“DEVELOPERS, DEVELOPERS, DEVELOPERS, DEVELOPERS” This is one of the ways Steve Ballmer used to try to rally people to care and build for Windows. Satya Nadella couldn’t be more different. Microsoft is a very different company to what it was a few years ago, and it shows.

Rather than running around on stage, Microsoft now impresses by what it announces. At Build 2015, Microsoft is showing that it truly does care about developers, by announcing that it isn’t going to try to strong arm them to learn a new coding platform, for a platform that, in comparison to iOS and Android, hasn’t seen as much adoption.(as evident by the lack of Windows Phone apps).

Microsoft is fighting back though, and fighting back in the right way.
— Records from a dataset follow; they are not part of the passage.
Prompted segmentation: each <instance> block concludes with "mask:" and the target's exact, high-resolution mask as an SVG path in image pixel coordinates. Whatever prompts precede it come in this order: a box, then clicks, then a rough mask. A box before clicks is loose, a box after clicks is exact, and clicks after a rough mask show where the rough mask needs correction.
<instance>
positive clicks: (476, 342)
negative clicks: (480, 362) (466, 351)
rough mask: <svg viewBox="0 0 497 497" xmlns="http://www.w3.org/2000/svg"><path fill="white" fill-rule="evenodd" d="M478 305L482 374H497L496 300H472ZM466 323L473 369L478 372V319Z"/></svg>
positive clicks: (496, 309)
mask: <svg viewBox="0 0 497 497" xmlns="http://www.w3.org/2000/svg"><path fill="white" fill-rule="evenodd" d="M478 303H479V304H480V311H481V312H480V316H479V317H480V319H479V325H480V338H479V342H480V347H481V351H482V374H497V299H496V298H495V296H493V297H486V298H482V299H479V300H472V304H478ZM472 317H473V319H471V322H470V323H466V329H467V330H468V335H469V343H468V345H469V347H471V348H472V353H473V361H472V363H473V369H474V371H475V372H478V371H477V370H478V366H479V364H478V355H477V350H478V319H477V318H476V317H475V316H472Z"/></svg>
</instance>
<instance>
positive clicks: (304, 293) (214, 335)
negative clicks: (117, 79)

Rather than try to be a lone island, where it tries to encourage people to switch to its platform to use its software, it is extending its apps to iOS and Android. Indeed, the Windows experience on iOS and Android is really rather impressive.

And then, at Build, Microsoft announced something that could make it much, much easier for companies to support Windows 10.
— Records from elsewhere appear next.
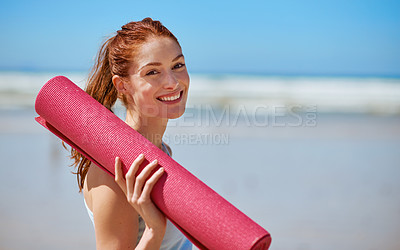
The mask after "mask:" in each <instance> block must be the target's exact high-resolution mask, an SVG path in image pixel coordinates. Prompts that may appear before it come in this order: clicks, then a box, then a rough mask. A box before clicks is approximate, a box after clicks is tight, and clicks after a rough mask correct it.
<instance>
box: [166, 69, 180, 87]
mask: <svg viewBox="0 0 400 250" xmlns="http://www.w3.org/2000/svg"><path fill="white" fill-rule="evenodd" d="M178 84H179V83H178V79H177V78H176V77H175V75H174V73H173V72H168V73H167V74H166V77H165V79H164V85H163V87H164V88H165V89H168V90H174V89H176V88H177V87H178Z"/></svg>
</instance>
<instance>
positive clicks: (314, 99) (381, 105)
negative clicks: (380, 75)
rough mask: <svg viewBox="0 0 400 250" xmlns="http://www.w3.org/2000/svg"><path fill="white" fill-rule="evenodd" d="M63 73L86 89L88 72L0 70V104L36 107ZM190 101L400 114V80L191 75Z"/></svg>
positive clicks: (237, 106) (379, 79)
mask: <svg viewBox="0 0 400 250" xmlns="http://www.w3.org/2000/svg"><path fill="white" fill-rule="evenodd" d="M56 75H65V76H67V77H68V78H70V79H71V80H72V81H73V82H75V83H76V84H77V85H78V86H80V87H81V88H83V87H84V86H85V83H86V79H87V74H85V73H80V72H78V73H76V72H74V73H68V72H67V73H58V74H57V73H27V72H1V73H0V108H2V109H9V108H21V107H32V106H33V105H34V100H35V96H36V95H37V93H38V92H39V90H40V88H41V86H42V85H43V84H44V83H45V82H46V81H48V80H49V79H51V78H52V77H54V76H56ZM188 105H189V106H192V107H194V106H195V107H204V106H206V105H207V106H209V105H211V106H213V107H219V108H224V107H226V106H229V107H230V108H231V110H235V109H236V110H237V109H240V108H243V107H245V108H247V109H249V108H252V109H254V108H257V107H270V108H272V107H294V108H297V109H302V108H307V107H310V106H312V107H316V108H317V110H318V112H341V113H354V112H357V113H379V114H382V113H383V114H396V115H400V79H397V78H371V77H369V78H363V77H359V78H357V77H278V76H254V75H247V76H246V75H205V74H192V75H191V85H190V91H189V101H188Z"/></svg>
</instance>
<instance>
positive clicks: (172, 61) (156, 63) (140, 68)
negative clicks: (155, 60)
mask: <svg viewBox="0 0 400 250" xmlns="http://www.w3.org/2000/svg"><path fill="white" fill-rule="evenodd" d="M181 57H184V56H183V54H179V55H178V56H177V57H175V58H174V59H173V60H172V62H175V61H178V60H179V58H181ZM161 65H162V64H161V63H160V62H151V63H148V64H146V65H144V66H143V67H141V68H140V69H139V70H138V71H141V70H142V69H143V68H145V67H148V66H161Z"/></svg>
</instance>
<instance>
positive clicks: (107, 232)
mask: <svg viewBox="0 0 400 250" xmlns="http://www.w3.org/2000/svg"><path fill="white" fill-rule="evenodd" d="M188 88H189V75H188V72H187V70H186V66H185V59H184V56H183V54H182V50H181V47H180V45H179V43H178V41H177V39H176V38H175V36H174V35H173V34H172V33H171V32H170V31H169V30H168V29H167V28H165V27H164V26H163V25H162V24H161V23H160V22H158V21H153V20H152V19H151V18H145V19H143V20H142V21H140V22H130V23H128V24H126V25H124V26H122V29H121V30H119V31H117V34H116V35H115V36H113V37H111V38H110V39H108V40H107V41H106V42H105V43H104V44H103V46H102V47H101V49H100V51H99V53H98V57H97V61H96V64H95V66H94V69H93V71H92V74H91V77H90V78H89V81H88V85H87V88H86V92H87V93H89V94H90V95H91V96H92V97H94V98H95V99H96V100H97V101H99V102H100V103H101V104H103V105H104V106H105V107H107V108H108V109H110V110H111V108H112V106H113V105H114V103H115V102H116V100H117V98H119V99H121V100H122V102H123V104H124V106H125V107H126V123H127V124H128V125H129V126H131V127H132V128H133V129H135V130H136V131H138V132H139V133H140V134H142V135H143V136H144V137H146V138H147V139H148V140H150V141H151V142H152V143H153V144H154V145H156V146H157V147H159V148H160V149H162V150H163V151H164V152H166V153H168V154H169V155H171V150H170V148H169V147H168V146H167V145H166V144H164V143H163V141H162V137H163V134H164V132H165V129H166V126H167V123H168V119H173V118H178V117H180V116H181V115H182V114H183V113H184V111H185V105H186V99H187V95H188ZM71 154H72V157H73V158H74V159H75V164H76V165H77V166H78V171H77V177H78V183H79V187H80V190H81V191H82V190H83V194H84V198H85V204H86V206H87V209H88V212H89V215H90V216H91V217H92V221H93V223H94V227H95V235H96V245H97V248H98V249H128V248H129V249H130V248H135V247H136V248H137V249H159V248H161V249H191V248H192V245H191V243H190V242H189V241H188V240H187V239H186V238H185V237H184V236H183V235H182V234H181V233H180V232H179V230H177V229H176V228H175V227H174V226H173V225H172V224H171V223H170V222H169V221H168V220H166V218H165V217H164V215H163V214H162V213H161V212H160V211H159V210H158V209H157V207H156V206H155V205H154V204H153V202H152V201H151V199H150V192H151V190H152V188H153V186H154V184H155V183H156V182H157V180H158V179H159V178H160V177H161V176H162V175H163V169H162V168H160V169H159V170H157V171H156V172H154V174H151V173H152V170H153V169H154V168H156V166H157V162H156V161H155V162H152V163H150V164H148V165H147V166H146V167H145V168H144V169H143V171H142V172H141V173H140V174H139V175H138V176H137V177H135V174H136V171H137V169H138V167H139V165H140V164H141V163H142V161H143V159H144V158H145V156H144V157H143V155H142V156H139V157H138V158H137V159H136V160H135V161H134V162H133V164H132V166H131V168H130V170H129V171H128V173H127V174H126V176H123V174H122V170H121V162H120V160H119V158H118V157H117V158H116V159H115V173H116V176H115V180H114V179H113V178H112V177H110V176H109V175H108V174H107V173H105V172H104V171H103V170H101V169H100V168H98V167H96V166H94V165H93V164H91V162H90V161H89V160H87V159H85V158H84V157H83V156H82V155H80V154H79V153H78V152H77V151H75V150H72V152H71Z"/></svg>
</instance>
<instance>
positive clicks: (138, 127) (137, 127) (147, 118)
mask: <svg viewBox="0 0 400 250" xmlns="http://www.w3.org/2000/svg"><path fill="white" fill-rule="evenodd" d="M125 122H126V123H127V124H128V125H129V126H130V127H132V128H133V129H135V130H136V131H137V132H139V133H140V134H141V135H142V136H144V137H145V138H146V139H147V140H149V141H150V142H151V143H153V144H154V145H155V146H157V147H158V148H160V149H161V143H162V137H163V135H164V132H165V129H166V128H167V123H168V119H167V118H159V117H144V116H140V115H139V113H137V112H135V111H132V110H127V112H126V119H125Z"/></svg>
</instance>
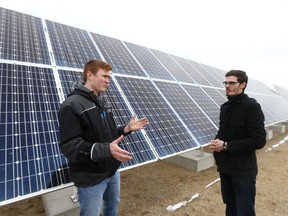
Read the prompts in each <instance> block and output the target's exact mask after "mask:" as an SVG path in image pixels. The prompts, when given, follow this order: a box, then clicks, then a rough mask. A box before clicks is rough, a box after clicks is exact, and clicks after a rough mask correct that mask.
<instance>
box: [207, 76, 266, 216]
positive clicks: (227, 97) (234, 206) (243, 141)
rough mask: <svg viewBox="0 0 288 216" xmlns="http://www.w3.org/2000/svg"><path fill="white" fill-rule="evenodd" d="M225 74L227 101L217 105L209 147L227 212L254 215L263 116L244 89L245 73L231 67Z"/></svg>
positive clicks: (245, 78)
mask: <svg viewBox="0 0 288 216" xmlns="http://www.w3.org/2000/svg"><path fill="white" fill-rule="evenodd" d="M225 77H226V80H225V82H223V84H224V85H225V90H226V96H227V98H228V101H227V102H225V103H224V104H222V106H221V108H220V123H219V130H218V132H217V134H216V137H215V139H214V140H212V141H211V144H210V148H211V149H212V150H213V155H214V158H215V161H216V165H217V167H218V172H219V175H220V179H221V193H222V198H223V202H224V203H225V204H226V216H255V208H254V206H255V197H256V175H257V173H258V167H257V158H256V150H257V149H261V148H263V147H264V145H265V143H266V131H265V127H264V120H265V117H264V114H263V112H262V110H261V106H260V104H259V103H257V101H256V100H255V99H253V98H249V97H248V95H247V94H245V93H244V90H245V88H246V86H247V82H248V76H247V75H246V73H245V72H244V71H241V70H231V71H229V72H227V73H226V74H225Z"/></svg>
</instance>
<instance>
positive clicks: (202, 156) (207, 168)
mask: <svg viewBox="0 0 288 216" xmlns="http://www.w3.org/2000/svg"><path fill="white" fill-rule="evenodd" d="M164 161H166V162H169V163H173V164H176V165H178V166H181V167H183V168H185V169H188V170H191V171H195V172H199V171H202V170H205V169H208V168H210V167H212V166H214V157H213V155H212V154H210V153H207V152H202V153H201V154H200V153H199V151H198V150H196V151H195V150H193V151H189V152H186V153H183V154H180V155H176V156H173V157H169V158H166V159H164Z"/></svg>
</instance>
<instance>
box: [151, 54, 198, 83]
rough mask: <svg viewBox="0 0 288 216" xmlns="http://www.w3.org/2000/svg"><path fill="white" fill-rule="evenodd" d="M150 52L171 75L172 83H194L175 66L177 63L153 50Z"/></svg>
mask: <svg viewBox="0 0 288 216" xmlns="http://www.w3.org/2000/svg"><path fill="white" fill-rule="evenodd" d="M151 51H152V52H153V54H154V55H155V56H156V57H157V58H158V59H159V61H160V62H161V63H162V64H163V65H164V66H165V67H166V68H167V69H168V71H169V72H170V73H171V74H172V75H173V77H174V79H173V80H174V81H178V82H188V83H195V81H194V80H193V79H191V77H190V76H189V75H188V74H187V72H186V71H185V70H184V69H183V68H181V67H180V66H179V64H177V62H175V61H174V60H173V59H172V58H171V56H170V55H169V54H167V53H164V52H161V51H158V50H153V49H151Z"/></svg>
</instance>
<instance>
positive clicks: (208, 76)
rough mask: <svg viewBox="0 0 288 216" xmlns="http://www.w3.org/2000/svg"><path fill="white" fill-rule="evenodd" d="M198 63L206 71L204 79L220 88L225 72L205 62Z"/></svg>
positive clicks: (221, 83) (222, 81)
mask: <svg viewBox="0 0 288 216" xmlns="http://www.w3.org/2000/svg"><path fill="white" fill-rule="evenodd" d="M200 65H201V66H202V67H203V68H204V69H205V70H206V71H207V73H208V74H207V76H206V79H208V80H209V81H210V82H211V84H212V85H213V86H214V87H218V88H222V87H223V80H224V79H225V73H226V72H224V71H221V70H219V69H216V68H213V67H211V66H208V65H205V64H200Z"/></svg>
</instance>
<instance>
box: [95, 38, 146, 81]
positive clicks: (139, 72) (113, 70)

Microsoft is enabling iOS and Android developers to port their apps and games directly to Windows universal apps, with two new software development kits. On the Android side, Microsoft is enabling developers to use Java and C++ code on Windows 10, and for iOS developers they’ll be able to take advantage of their existing Objective C code.
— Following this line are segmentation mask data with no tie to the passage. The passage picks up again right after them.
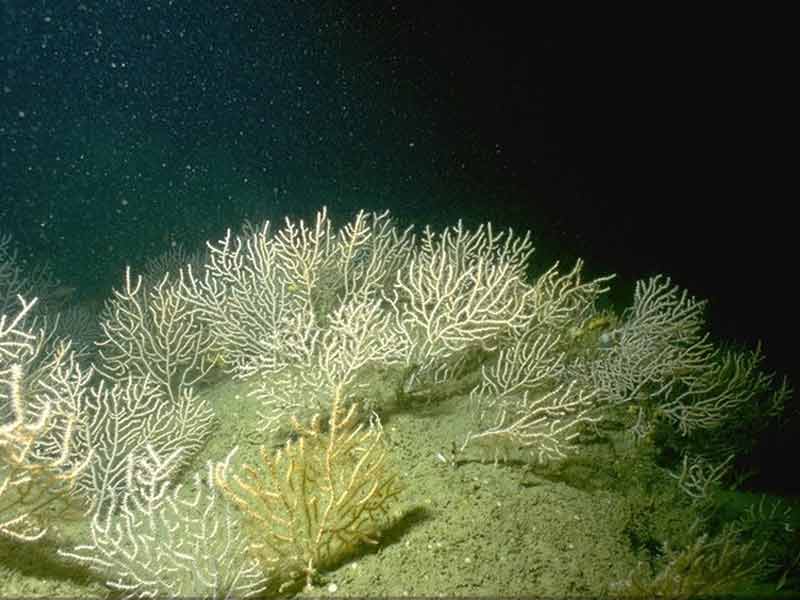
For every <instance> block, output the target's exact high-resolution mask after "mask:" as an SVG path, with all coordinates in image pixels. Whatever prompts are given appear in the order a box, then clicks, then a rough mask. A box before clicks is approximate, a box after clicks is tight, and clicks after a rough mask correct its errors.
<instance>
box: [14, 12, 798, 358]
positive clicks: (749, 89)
mask: <svg viewBox="0 0 800 600" xmlns="http://www.w3.org/2000/svg"><path fill="white" fill-rule="evenodd" d="M429 4H431V5H433V6H424V5H423V4H422V3H407V2H396V3H385V2H352V3H346V2H307V3H303V2H264V1H244V2H230V3H220V2H210V1H206V2H203V1H196V2H177V1H176V2H152V3H141V2H138V1H137V2H134V1H132V0H130V1H127V0H126V1H122V0H117V1H108V2H89V1H84V2H78V3H74V2H64V1H48V0H43V1H41V2H36V3H30V2H27V1H26V2H22V1H21V0H3V1H2V2H0V7H1V8H2V31H1V32H0V34H1V35H0V44H1V45H0V73H2V75H1V76H2V78H3V83H2V86H3V87H2V90H0V92H1V93H2V96H0V152H1V153H2V155H1V156H0V192H1V194H2V195H0V219H2V221H0V230H2V231H6V232H10V233H11V234H13V235H14V237H15V239H16V240H17V242H18V243H19V244H20V246H21V250H22V252H23V253H24V254H25V255H26V256H27V257H29V258H30V260H32V261H43V260H47V261H49V263H50V264H51V265H52V267H53V269H54V270H55V272H56V274H57V275H58V277H59V278H60V279H61V280H62V281H64V283H65V284H67V285H72V286H75V287H76V288H77V290H78V294H79V295H83V296H85V297H87V298H89V297H103V296H106V295H107V294H108V290H109V289H110V287H111V286H113V285H117V284H118V283H119V282H120V281H121V276H122V272H123V269H124V267H125V265H126V264H132V265H133V266H134V267H137V266H141V265H142V263H143V261H144V260H145V259H146V258H147V257H149V256H154V255H156V254H159V253H160V252H163V251H164V250H166V249H167V248H168V247H169V246H170V245H174V244H179V243H180V244H183V245H185V246H187V247H189V248H191V247H194V246H197V245H199V244H202V243H203V242H204V240H206V239H218V237H219V236H221V235H222V234H223V232H224V230H225V228H226V227H228V226H232V227H236V226H238V224H239V223H240V222H241V221H242V220H243V219H245V218H250V219H251V220H257V219H262V218H267V217H269V218H272V219H280V218H282V217H283V216H284V215H291V216H304V217H308V216H311V215H313V213H314V212H315V211H316V210H317V209H318V208H319V207H320V206H322V205H323V204H324V205H327V206H328V207H329V209H330V212H331V214H332V215H333V216H334V218H336V219H337V221H338V222H339V223H341V222H343V221H344V220H345V219H348V218H349V217H350V216H352V214H353V213H354V212H355V211H356V210H358V209H359V208H365V209H374V210H379V209H384V208H389V209H391V210H392V212H393V213H394V214H395V215H396V216H397V217H398V218H399V219H400V220H401V221H403V222H408V223H416V224H417V225H418V226H419V227H422V226H423V225H425V224H427V223H431V224H434V225H436V226H444V225H445V224H452V223H454V222H455V221H456V220H457V219H459V218H462V219H464V220H465V221H466V222H467V223H469V224H471V225H474V224H477V223H479V222H482V221H486V220H491V221H492V222H493V223H495V224H497V225H501V226H513V227H515V229H519V230H524V229H531V230H532V231H533V232H534V237H535V240H536V242H537V246H538V251H537V255H536V257H538V258H537V259H536V260H537V261H538V262H537V263H536V264H537V265H538V267H540V268H542V269H543V268H546V267H547V266H549V264H550V263H551V262H552V261H554V260H556V259H560V260H562V261H566V262H571V261H574V260H575V259H576V258H577V257H582V258H584V259H585V260H586V263H587V270H588V273H589V274H590V275H601V274H606V273H617V274H618V279H617V281H616V283H615V287H614V292H613V293H612V296H611V297H612V299H613V300H614V302H615V303H616V304H617V305H618V306H619V307H623V306H626V305H628V304H630V301H631V297H632V289H633V283H634V281H635V280H637V279H640V278H645V277H649V276H651V275H654V274H657V273H664V274H667V275H669V276H671V277H672V279H673V281H674V282H675V283H677V284H679V285H681V286H683V287H685V288H688V290H689V291H690V292H691V293H692V294H693V295H695V296H697V297H700V298H705V299H708V300H709V301H710V305H709V312H708V316H709V321H710V325H711V327H712V331H713V332H714V333H715V335H717V336H718V337H720V338H724V339H726V340H729V341H731V342H734V343H737V344H744V345H748V346H751V347H752V346H753V345H754V344H755V343H756V342H757V341H758V340H763V342H764V351H765V353H766V355H767V357H768V367H770V368H773V369H777V370H779V371H780V372H787V373H789V372H791V371H793V370H794V368H795V367H794V365H795V358H794V352H793V350H794V338H795V332H796V329H797V327H796V325H795V318H796V301H795V296H794V291H793V290H794V276H795V273H796V267H795V263H794V259H792V258H791V257H792V256H794V255H795V252H794V251H793V246H794V243H793V242H794V238H795V237H796V234H795V231H794V230H795V221H794V219H793V217H792V214H793V210H794V203H795V197H796V193H795V192H793V191H792V190H793V189H794V186H793V185H791V184H787V181H788V180H789V179H788V177H787V176H786V175H787V171H788V170H789V168H790V165H792V163H793V159H792V158H791V157H792V156H793V155H794V154H795V153H794V152H793V151H792V146H793V144H794V139H793V138H792V136H790V135H789V134H788V131H789V125H790V123H789V119H788V118H787V115H788V114H790V113H791V111H789V110H787V109H786V107H787V106H788V104H789V102H790V101H789V100H787V98H789V97H790V96H789V94H788V89H789V87H790V84H791V81H792V78H793V77H794V74H793V69H792V68H791V66H790V65H789V62H790V60H789V57H791V56H792V52H791V50H792V48H791V44H790V40H791V37H790V36H789V35H787V34H786V32H785V31H784V30H783V29H784V26H783V23H785V22H788V21H787V17H786V16H785V15H783V16H782V15H770V14H766V13H764V14H752V13H750V14H745V13H734V12H731V11H730V10H729V11H728V12H726V13H724V14H722V13H717V12H713V13H712V12H711V11H709V13H708V14H699V13H698V12H697V11H696V10H695V11H694V12H691V13H678V12H675V11H673V12H670V11H662V12H659V11H653V12H652V13H644V12H641V11H640V12H624V13H623V12H620V13H619V14H613V13H610V12H607V11H606V12H598V13H595V14H587V13H580V14H572V15H570V16H569V18H563V17H559V18H557V17H555V16H554V15H550V14H545V13H544V11H539V12H537V11H536V9H531V7H530V6H529V3H519V4H521V5H524V6H525V7H524V9H523V8H514V6H516V4H517V3H492V4H487V3H476V4H475V7H474V8H470V7H469V5H468V4H466V3H456V2H434V3H429ZM792 166H793V165H792ZM792 183H794V182H792Z"/></svg>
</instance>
In the enterprise space, we’ve been seeing an increasing number of companies who are choosing to go with Windows as the platform they provide for employees. With many employees bringing iOS and Android into the enterprise over the past few years, many companies have created apps to run on them, to help employees be more productive and efficient. We definitely see Microsoft’s announcement as a positive thing, making it easier to port apps from iOS or Android to Windows 10.

However, this isn’t the first time that a company has tried to create a way to make it easy to port apps to a platform. These tools sound fantastic in theory, but the reality is often far from it. We’ll be very interested to test this out and see whether it truly does deliver on what Microsoft has demonstrated.

We have a large number of clients who have been resistant to create apps for Windows devices, as the market size doesn’t make it justifiable, unless they are creating apps for their workforce. If Microsoft’s announcement helps to change that, adding a relatively minimal cost on top of developing for iOS or Android, it will mean our iOS and Android developers should be able to easily port to Windows 10. It could be a powerful step forward, if it works properly.

Ryan French, head of web development at Mubaloo, said, “I would caveat that you’re probably still only going to get the best experience on Windows by writing a true native app for that platform. That said though, this is definitely something we should investigate further when it comes out, and trial converting some of our existing apps.”